One of the most compelling events held during these two weeks was the 5th International Tribunal on the Rights of Nature
In mid-October protests over a 30-cent increase in metro fares broke out in Santiago, Chile. Beyond the metro increase, the protests reflected long-standing economic and social inequality. In response to protests, Chile’s government declared a state of emergency and instituted a curfew. After these measures failed to quell protests, the UN Climate Change Conference (COP25) was moved from Santiago to Madrid.
Despite these changes, the Sociedad Civil por la Acción Climática, or SCAC, held events over two weeks to discuss climate issues with a focus on Chile and Latin America more broadly. Each day represented a different key issue such as water, loss of native species, or Indigenous and women’s rights.
One of the most compelling events held during these two weeks was the 5th International Tribunal on the Rights of Nature. The Rights of Nature Tribunals were created by the Global Alliance for the Rights of Nature (GARN) to create a forum from people around the world to speak on behalf of the environment. The tribunals gather experts in in law, policy, government, and the academe to take the cases presented to a higher forum and enact change. Three cases were presented to a tribunal of leaders from Latin America including lithium mining, water and mining threats to Patagonia including salmon fisheries, and water privatization in Chile. These cases were all accepted by the tribunal as threats to the rights of Nature. Along with the three Chilean cases, the fires in the Bolivian and Brazilian Amazon, and fracking in Argentina were presented for consideration by the tribunal. Each case was presented by those affected who articulated their struggle to survive and maintain their culture in the face of these environmental impacts, as well as experts who helped frame the situation.

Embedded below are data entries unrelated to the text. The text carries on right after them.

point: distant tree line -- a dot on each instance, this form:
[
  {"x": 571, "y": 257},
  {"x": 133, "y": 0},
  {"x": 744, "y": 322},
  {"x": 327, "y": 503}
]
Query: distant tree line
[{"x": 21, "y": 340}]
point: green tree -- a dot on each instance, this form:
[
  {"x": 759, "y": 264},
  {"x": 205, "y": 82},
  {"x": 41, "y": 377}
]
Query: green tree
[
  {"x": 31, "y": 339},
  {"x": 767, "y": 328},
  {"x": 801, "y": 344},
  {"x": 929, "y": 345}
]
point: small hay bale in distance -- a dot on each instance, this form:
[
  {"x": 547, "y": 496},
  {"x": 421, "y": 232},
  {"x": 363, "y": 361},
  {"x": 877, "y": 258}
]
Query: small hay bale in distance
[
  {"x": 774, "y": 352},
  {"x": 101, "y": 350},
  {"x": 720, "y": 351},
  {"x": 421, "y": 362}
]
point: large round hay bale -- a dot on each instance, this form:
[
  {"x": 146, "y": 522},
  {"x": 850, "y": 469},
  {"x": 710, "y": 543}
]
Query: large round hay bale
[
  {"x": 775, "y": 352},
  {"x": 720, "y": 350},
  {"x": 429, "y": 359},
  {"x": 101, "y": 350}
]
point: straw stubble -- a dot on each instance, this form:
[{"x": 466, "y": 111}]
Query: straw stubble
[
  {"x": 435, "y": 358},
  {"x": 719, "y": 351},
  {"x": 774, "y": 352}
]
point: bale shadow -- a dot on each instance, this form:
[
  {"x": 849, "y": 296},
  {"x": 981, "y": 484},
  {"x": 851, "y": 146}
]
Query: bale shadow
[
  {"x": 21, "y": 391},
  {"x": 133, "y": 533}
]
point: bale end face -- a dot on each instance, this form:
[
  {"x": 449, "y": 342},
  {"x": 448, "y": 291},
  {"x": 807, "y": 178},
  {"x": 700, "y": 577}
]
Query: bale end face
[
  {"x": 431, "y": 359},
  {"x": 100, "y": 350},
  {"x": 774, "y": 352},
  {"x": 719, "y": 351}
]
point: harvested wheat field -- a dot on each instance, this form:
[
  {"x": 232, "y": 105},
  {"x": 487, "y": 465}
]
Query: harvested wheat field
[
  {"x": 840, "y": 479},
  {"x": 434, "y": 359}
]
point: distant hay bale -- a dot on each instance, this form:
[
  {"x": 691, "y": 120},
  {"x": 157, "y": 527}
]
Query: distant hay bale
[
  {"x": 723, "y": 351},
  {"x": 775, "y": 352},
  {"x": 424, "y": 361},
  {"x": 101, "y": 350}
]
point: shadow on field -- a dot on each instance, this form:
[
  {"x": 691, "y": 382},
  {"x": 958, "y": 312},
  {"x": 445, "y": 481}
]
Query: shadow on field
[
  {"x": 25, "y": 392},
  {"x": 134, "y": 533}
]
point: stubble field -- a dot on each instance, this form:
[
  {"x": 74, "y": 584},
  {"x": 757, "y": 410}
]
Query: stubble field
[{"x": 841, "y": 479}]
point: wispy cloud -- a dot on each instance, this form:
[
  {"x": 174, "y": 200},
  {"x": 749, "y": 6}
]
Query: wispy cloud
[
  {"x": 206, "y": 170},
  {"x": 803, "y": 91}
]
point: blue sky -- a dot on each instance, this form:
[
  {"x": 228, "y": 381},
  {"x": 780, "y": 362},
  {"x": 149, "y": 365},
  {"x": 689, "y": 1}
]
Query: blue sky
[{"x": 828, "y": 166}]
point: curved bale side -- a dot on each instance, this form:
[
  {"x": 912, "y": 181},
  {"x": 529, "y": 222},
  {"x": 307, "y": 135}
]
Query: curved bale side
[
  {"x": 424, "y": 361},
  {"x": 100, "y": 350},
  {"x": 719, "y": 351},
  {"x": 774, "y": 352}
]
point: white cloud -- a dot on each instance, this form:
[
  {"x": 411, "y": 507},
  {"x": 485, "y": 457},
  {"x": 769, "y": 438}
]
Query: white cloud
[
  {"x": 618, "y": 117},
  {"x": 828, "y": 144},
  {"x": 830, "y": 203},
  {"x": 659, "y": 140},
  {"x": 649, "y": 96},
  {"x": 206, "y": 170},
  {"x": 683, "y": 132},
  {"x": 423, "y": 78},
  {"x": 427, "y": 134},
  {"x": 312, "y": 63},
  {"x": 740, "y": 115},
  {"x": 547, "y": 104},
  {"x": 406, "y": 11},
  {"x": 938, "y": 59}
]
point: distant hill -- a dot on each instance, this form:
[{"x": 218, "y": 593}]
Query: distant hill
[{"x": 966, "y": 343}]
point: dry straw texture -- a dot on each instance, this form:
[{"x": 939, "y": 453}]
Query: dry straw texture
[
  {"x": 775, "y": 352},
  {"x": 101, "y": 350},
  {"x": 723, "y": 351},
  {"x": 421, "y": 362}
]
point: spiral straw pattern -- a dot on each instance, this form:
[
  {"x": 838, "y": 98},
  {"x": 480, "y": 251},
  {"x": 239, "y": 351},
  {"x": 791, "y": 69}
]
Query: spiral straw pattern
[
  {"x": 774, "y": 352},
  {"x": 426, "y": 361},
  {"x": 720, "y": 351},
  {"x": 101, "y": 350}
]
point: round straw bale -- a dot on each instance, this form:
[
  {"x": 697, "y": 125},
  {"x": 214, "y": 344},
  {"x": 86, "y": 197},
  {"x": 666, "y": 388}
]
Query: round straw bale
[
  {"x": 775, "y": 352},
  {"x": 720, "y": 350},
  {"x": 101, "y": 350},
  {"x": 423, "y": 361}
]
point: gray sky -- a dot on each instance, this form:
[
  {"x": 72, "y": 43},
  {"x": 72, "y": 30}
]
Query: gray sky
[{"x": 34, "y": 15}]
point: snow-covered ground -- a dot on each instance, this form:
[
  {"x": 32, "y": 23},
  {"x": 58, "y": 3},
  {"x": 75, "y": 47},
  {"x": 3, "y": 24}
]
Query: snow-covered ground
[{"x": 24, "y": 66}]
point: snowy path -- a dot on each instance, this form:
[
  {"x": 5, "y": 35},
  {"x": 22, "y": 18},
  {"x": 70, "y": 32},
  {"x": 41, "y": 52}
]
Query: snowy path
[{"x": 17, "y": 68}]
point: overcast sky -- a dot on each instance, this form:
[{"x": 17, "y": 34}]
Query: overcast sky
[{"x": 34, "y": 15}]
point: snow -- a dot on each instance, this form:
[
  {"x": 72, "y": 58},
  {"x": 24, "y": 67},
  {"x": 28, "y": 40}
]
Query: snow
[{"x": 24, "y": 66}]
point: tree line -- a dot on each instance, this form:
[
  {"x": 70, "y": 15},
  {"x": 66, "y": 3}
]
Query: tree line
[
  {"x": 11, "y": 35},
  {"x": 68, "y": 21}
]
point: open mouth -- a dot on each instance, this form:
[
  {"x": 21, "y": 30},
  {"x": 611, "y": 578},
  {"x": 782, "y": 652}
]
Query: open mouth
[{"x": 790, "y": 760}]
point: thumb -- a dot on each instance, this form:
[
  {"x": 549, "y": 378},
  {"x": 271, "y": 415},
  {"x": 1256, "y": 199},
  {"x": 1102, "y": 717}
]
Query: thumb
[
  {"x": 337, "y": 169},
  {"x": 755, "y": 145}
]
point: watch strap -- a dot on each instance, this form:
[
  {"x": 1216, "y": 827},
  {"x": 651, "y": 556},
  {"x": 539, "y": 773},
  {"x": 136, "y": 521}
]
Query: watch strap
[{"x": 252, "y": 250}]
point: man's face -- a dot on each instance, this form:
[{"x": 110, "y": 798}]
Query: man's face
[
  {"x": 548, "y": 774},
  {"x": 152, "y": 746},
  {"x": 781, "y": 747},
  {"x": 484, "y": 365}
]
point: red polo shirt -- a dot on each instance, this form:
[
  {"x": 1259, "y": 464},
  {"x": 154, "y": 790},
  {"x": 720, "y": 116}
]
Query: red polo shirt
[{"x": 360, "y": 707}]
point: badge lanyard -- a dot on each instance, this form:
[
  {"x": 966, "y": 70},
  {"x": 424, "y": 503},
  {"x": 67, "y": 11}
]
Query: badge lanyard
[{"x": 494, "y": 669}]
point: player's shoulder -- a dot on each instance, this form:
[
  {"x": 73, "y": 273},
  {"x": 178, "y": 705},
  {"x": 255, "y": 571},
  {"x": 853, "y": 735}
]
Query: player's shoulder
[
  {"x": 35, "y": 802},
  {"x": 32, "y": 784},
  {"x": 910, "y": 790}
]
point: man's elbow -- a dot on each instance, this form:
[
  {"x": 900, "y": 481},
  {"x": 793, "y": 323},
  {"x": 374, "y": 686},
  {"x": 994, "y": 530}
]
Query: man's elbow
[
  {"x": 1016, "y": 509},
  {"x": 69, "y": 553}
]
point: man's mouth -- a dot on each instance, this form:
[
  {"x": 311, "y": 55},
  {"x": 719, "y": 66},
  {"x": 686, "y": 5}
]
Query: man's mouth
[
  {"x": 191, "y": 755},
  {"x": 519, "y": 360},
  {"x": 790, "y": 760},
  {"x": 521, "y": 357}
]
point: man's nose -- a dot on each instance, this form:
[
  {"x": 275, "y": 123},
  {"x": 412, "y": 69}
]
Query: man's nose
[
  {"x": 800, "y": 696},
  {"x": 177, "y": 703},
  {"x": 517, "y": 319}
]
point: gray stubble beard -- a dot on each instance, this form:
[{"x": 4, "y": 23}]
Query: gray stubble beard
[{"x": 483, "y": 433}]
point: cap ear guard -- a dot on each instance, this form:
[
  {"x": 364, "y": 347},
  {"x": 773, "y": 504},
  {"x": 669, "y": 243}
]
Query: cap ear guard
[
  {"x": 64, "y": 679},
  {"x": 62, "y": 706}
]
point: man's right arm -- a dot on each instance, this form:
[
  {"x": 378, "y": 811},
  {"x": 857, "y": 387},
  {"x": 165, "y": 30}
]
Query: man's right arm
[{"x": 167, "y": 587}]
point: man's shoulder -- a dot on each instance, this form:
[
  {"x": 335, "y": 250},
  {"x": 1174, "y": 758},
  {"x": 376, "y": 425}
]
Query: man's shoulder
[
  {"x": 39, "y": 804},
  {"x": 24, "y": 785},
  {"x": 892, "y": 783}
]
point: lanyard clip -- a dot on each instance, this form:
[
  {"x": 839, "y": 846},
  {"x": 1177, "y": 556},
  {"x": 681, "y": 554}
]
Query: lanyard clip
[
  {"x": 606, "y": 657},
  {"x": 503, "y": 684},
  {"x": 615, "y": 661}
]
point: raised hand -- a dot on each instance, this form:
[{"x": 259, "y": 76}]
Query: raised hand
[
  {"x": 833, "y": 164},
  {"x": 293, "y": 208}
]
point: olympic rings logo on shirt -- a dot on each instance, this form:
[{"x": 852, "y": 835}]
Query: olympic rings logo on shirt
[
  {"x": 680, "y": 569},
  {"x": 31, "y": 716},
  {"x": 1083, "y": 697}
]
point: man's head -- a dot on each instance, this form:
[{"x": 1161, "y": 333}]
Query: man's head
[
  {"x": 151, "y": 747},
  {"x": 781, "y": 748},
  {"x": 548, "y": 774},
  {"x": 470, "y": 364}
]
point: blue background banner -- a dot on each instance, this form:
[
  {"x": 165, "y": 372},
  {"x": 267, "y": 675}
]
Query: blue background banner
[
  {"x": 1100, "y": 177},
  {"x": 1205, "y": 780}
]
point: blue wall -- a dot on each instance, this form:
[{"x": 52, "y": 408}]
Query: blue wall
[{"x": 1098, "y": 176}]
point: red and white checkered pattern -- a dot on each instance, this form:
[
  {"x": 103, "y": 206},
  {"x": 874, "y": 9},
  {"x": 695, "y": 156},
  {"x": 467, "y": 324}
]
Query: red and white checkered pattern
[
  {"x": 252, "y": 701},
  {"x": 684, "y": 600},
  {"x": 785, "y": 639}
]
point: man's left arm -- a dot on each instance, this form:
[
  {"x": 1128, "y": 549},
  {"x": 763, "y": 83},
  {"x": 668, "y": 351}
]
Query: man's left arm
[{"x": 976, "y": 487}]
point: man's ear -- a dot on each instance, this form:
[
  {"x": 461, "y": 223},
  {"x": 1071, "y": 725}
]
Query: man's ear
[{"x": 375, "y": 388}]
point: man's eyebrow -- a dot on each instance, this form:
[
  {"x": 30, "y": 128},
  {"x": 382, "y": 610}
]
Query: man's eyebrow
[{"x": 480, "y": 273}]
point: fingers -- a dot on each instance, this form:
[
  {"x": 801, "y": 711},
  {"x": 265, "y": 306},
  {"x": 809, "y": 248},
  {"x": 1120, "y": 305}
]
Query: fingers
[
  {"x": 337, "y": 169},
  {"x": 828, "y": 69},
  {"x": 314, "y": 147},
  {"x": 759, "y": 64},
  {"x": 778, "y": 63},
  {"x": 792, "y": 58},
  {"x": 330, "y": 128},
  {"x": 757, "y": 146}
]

In the case of the Amazonian fires, Nancy Yanez, the director of the Center for Human Rights at the University of Chile, was the presiding tribunal member. Pablo Solon (Fundación Solon, Bolivia), Vanessa Hasson (MAPAS, Brazil), and Germinda Casupa Paraba (Chiquitania, Bolivia) each presented on the impact of the recent fires on Indigenous communities and the environment throughout the Amazon. Pablo Solon focused on global trade networks that lead to increased deforestation. Vanessa Hasson focused on the Brazilian Amazon, the increase in fires due to lack of protections and enforcement, and their impacts on Indigenous people. The final and most compelling presentation from Germinda Casupa Paraba brought the fires to a personal level. Paraba recounted how her community, made up almost entirely of women and children (the men often leave for the city to work) was devastated by the recent fires. Through tears, she told the audience of over 150 about how she lost her house, her small farm, and all of her belongings. She stood in solidarity with several other members of her community.
After her testimony, the tribunal accepted the case. Next steps remain to be seen.